DECODING THE OXYTOCIN PATHWAY IN CDKL5-DEFICIENCY DISORDER ​MOUSE MODEL

Cyclin-dependent kinase-like 5 (CDKL5) is an X-linked gene encoding a serine/threonine kinase highly expressed in the brain and essential for neuronal maturation, synaptic development, and circuit organization within regions critical for motor and cognitive/social behaviour. Pathogenic variants in CDKL5 cause CDKL5 deficiency disorder (CDD), a severe neurodevelopmental encephalopathy characterized by early-onset epilepsy, motor impairment, cognitive deficits, and autistic features resulting from widespread synaptic and network dysfunction.
CDKL5 is highly expressed in limbic and hypothalamic circuits that overlap with oxytocin (OT) production and signalling pathways. Because OT modulates social behaviour, emotional processing, and synaptic plasticity in these regions, alterations in OT signalling could contribute to social and cognitive impairments in CDD. Although OT dysregulation is known to be implicated in autism spectrum disorders, its involvement in CDD remains unknown. We therefore hypothesized that social and cognitive deficits in CDD are associated with alterations in the OT system.

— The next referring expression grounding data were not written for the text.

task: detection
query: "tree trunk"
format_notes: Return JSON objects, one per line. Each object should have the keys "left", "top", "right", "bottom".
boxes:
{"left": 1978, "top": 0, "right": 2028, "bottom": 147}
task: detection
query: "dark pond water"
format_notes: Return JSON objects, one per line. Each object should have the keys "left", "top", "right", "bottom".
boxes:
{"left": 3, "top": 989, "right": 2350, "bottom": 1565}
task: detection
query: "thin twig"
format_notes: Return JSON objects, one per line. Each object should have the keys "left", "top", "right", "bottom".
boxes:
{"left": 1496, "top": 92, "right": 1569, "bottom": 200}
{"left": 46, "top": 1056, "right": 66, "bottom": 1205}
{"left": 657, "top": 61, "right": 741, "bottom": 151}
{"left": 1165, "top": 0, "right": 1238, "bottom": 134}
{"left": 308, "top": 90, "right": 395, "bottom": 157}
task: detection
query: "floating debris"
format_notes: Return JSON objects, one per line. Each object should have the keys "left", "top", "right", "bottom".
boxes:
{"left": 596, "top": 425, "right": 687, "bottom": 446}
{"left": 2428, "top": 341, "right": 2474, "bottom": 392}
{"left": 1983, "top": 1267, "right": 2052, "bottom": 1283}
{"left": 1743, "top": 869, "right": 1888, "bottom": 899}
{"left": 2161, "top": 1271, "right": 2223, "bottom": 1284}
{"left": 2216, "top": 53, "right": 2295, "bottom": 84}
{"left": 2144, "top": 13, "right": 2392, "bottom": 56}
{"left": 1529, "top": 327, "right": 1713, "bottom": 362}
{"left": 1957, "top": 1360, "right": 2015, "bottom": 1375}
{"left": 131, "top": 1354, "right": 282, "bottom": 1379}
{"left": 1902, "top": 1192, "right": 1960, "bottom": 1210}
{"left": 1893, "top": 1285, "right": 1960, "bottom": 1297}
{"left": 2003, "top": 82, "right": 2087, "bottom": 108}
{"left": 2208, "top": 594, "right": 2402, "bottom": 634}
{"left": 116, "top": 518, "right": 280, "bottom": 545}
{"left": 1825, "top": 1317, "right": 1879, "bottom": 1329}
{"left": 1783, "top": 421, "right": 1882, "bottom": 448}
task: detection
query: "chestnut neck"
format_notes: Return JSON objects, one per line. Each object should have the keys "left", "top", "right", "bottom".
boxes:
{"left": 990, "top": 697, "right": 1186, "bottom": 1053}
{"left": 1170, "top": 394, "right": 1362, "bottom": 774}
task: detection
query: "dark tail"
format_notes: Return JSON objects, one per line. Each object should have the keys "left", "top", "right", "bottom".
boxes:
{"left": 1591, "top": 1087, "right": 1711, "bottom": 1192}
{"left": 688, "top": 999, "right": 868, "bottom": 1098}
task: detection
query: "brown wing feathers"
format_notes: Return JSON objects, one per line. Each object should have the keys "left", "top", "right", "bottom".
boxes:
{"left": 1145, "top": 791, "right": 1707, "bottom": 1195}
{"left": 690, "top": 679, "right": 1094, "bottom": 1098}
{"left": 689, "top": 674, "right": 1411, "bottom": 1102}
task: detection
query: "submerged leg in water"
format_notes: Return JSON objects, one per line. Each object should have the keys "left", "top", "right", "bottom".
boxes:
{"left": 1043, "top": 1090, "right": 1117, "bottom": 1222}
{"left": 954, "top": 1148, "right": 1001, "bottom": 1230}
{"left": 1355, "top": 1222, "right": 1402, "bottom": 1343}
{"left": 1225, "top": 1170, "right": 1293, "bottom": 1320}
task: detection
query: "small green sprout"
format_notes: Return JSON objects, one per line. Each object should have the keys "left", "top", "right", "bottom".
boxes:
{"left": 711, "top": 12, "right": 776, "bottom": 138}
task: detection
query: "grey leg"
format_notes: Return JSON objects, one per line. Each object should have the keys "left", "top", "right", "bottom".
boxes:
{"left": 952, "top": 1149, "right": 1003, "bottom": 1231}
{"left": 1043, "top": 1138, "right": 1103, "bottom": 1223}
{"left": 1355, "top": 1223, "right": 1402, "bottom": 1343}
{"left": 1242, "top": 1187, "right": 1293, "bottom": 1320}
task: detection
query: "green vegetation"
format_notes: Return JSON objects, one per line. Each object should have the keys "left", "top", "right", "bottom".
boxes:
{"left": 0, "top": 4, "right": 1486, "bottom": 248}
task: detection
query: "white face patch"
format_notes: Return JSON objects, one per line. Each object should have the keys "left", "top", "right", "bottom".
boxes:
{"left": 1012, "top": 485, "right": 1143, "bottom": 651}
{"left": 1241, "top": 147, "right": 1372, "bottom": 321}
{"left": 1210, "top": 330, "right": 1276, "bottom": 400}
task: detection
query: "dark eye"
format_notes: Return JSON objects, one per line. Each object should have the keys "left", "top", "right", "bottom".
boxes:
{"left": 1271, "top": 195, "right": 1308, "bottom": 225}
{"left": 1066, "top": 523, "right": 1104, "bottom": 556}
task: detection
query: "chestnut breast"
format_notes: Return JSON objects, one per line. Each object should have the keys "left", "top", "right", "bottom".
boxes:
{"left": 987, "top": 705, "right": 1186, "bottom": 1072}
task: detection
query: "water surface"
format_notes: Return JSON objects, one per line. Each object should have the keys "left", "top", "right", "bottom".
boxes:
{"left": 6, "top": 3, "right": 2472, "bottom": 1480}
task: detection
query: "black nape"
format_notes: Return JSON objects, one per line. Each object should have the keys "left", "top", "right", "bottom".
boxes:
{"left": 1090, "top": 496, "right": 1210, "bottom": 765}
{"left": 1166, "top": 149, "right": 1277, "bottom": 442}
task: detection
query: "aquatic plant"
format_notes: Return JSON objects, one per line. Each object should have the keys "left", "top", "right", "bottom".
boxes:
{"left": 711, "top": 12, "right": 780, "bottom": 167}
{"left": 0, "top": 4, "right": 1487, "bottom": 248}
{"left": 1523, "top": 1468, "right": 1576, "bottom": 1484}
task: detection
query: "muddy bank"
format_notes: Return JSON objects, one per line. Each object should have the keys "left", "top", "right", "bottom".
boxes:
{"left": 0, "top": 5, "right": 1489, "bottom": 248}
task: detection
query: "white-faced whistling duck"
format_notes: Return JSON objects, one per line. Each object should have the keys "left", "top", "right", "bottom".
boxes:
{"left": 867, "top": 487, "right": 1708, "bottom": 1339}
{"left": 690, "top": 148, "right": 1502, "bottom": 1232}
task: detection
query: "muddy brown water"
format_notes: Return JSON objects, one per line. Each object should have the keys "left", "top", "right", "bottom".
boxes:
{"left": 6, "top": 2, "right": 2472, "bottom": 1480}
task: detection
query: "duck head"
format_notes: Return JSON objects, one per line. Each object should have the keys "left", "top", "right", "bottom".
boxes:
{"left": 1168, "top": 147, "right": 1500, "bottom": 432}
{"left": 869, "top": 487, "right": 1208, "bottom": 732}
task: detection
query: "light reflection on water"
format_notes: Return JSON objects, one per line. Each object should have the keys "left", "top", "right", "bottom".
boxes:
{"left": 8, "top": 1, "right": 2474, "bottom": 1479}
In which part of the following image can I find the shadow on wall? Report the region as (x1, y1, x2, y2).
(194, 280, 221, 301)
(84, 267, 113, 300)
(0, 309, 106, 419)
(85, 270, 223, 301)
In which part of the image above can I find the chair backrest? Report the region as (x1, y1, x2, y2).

We performed immunohistochemical analyses of OT-expressing neurons in three hypothalamic nuclei of adult CDKL5 knockout male mice and heterozygous female mice compared with wild-type littermates.
No significant group differences were observed; however, a trend toward an increased number of oxytocin-positive (OT⁺) neurons was detected in the paraventricular nucleus of heterozygous females, suggesting a potential sex- and region-specific modulation of the oxytocin system in CDKL5 deficiency. This increase may reflect a compensatory response to CDKL5-related synaptic dysfunction rather than a primary pathogenic mechanism. Ongoing studies are investigating OT neuronal subpopulations, receptor expression, and developmental dynamics to clarify the role of CDKL5 in oxytocin-regulated circuits.